When the first visitor, Mrs. Barker (Jane Willingham), finally appears, Mommy and Daddy go into a tizzy. "Won't you take off your dress?" Mommy asks, and Mrs. Barker does just that, removing her frilly lavender frock and settling in on the sofa wearing only her black full slip and beige pillbox hat.
Along the way, we hear snatches of conversation about a missing son—a theme Albee, who was adopted by parents he would come to despise, returns to in many of his plays. Adopted as a baby, Mommy and Daddy's "bumble of joy" somehow has disappeared. Or has he? When a handsome 20-year-old Young Man (Austin Tindle) turns up in the living room, no one seems all that surprised, though it does seem odd that Mommy flirts with him. (How fun to discover that Albee uses the phrase "bumping uglies" in this play. Maybe he originated it.)
The conversations grow more bizarre. "There's a surfeit of badgers," says Mrs. Barker, apropos of nothing. Albee's wordplay is delicious. This is from Grandma: "Old people are very good at listening; old people don't like to talk; old people have colitis and lavender perfume."
In the second play, The Sandbox, a 15-minute chamber piece, Mommy and Daddy cart Grandma to the beach to die. The old lady babbles incoherently, except when she speaks directly to the audience. She knows why she's there. And when she sees the handsome Young Man again, now wearing tight white swim trunks and doing calisthenics, she seems relieved.
These plays are sheer perfection and all the performances in Sargeant's production are, too. Lindsay, at last, has a role she can roll with as Grandma (she's too often cast as a sweet little old lady with nothing much to do). This Grandma's feisty attitude and twinkly looks turn darker and yet more serene in the second play. This actress and this play are a good match.
Lulu Ward purses her lips in a terse, crimson-stained Laura Bush pout as Mommy. She's a beautiful, hissing badger in her bright red suit and bubble hairdo. As Daddy, Barry Nash wafts through it all in a finely tuned state of distracted ennui.
In the beach scene, onstage flautist Rebekah Wheeler provides the mournful tunes.

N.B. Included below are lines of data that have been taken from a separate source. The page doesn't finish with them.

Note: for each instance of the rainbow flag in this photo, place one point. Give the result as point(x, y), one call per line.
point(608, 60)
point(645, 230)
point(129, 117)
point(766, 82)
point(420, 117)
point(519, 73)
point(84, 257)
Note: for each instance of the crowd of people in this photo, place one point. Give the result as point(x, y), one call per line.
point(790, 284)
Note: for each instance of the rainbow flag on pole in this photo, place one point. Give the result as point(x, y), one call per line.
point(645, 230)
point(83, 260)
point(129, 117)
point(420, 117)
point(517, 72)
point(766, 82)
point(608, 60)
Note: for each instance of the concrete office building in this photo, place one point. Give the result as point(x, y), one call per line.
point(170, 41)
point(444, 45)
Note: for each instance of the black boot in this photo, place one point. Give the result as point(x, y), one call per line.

The Sandbox concludes with a haunting image of the muscular Young Man folding his arms like angel's wings over the dying Grandma, who is stretched out on the sand, her hands clasped around a child-sized shovel. In Albee's brand of comedy, death is a day at the beach.
The Grim Reaper lurks unseen behind the main character in 33 Variations, a 2009 play by Laramie Project playwright Moisés Kaufman, now onstage at Theatre Three. If only the Reaper would get there sooner.
Dragged out over two and a half hours, the play, a vehicle last year on Broadway for 71-year-old Jane Fonda, follows dual dramas. Dr. Katherine Brandt (Sharon Garrison), a renowned musicologist, fights the debilitating effects of Lou Gehrig's disease as she rushes to finish years of research on Beethoven's 33 takes on a simple waltz by a composer named Diabelli (Jackie L. Kemp). Meanwhile, in parallel storytelling, Beethoven (R Bruce Elliott) grows obsessive over the pieces as his deafness worsens. Rather than finish his Ninth Symphony, which could help pay the rent, he tinkers with more versions of the silly waltz, much to the dismay of his assistant, Anton Schindler (Gordon Fox).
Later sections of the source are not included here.